EBV was localized only to lymphocytes. Nevertheless, viral prevalence, although low, varied across patient subgroups. Adjusted odds ratios (OR) for EBV positivity were lower for younger Hispanic than white women (p = 0.05), and marginally higher for larger [OR (95% confidence intervals) 1.03 (1.00-1.05) per mm increase] and right-sided [2.8 (0.97-7.8)] tumors. In whites, ORs were marginally higher for larger tumors [1.04 (1.00-1.07)] and marginally lower for age 50+ [0.24 (0.06-1.03)]; in Hispanics, ORs were higher for ER negative [5.6 (1.1-30.5)], and marginally higher for right-sided, tumors [5.8 (0.94-36.2)]. Survival was suggestively poorer for EBV-positive than EBV-negative tumors in older women with localized disease. EBV associations differed across single assay targets, indicating variation in prior findings likely due to assay performance.
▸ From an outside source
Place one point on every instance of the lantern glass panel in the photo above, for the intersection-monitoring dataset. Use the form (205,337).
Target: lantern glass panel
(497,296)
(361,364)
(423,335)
The differing EBV associations by age and race/ethnicity suggest a non-random role of EBV in breast cancer and support further study using multi-target assays, relevant epidemiologic design, and a larger study sample.
爱泼斯坦-巴尔病毒(EBV)与乳腺癌病因及预后之间的关系可能具有临床应用价值,并有助于加深对肿瘤生物学的理解。迄今为止的研究结果不一,这可能反映了不同的病毒检测方法以及各研究中未解决的流行病学异质性。
在一项探索性研究中,我们应用新颖的五靶点检测策略,对59名非西班牙裔白人女性和68名西班牙裔女性的乳腺腺癌进行了研究,这些女性按年龄(<50岁、50岁及以上)和分期(局限性、区域/远处)进行抽样,检测了EBV阳性与人口统计学、临床和肿瘤特征以及总生存率之间的关系,并根据单一检测靶点研究了相关性。
EBV仅定位于淋巴细胞。然而,病毒流行率虽低,但在不同患者亚组中有所差异。西班牙裔年轻女性EBV阳性的校正比值比(OR)低于白人女性(p = 0.05),而肿瘤较大[每增加1毫米,OR(95%置信区间)为1.03(1.00 - 1.05)]和右侧肿瘤[2.8(0.97 - 7.8)]的校正比值比略高。在白人中,肿瘤较大时OR略高[1.04(1.00 - 1.07)],50岁及以上时OR略低[0.24(0.06 - 1.03)];在西班牙裔中,雌激素受体阴性肿瘤的OR较高[5.6(1.1 - 30.5)],右侧肿瘤的OR略高[5.8(0.94 - 36.2)]。在患有局限性疾病的老年女性中,EBV阳性肿瘤的生存率似乎比EBV阴性肿瘤更差。EBV的相关性在单一检测靶点之间存在差异,这表明先前研究结果的差异可能是由于检测性能所致。
EBV在年龄和种族/民族方面的不同相关性表明其在乳腺癌中具有非随机作用,支持使用多靶点检测、相关流行病学设计和更大的研究样本进行进一步研究。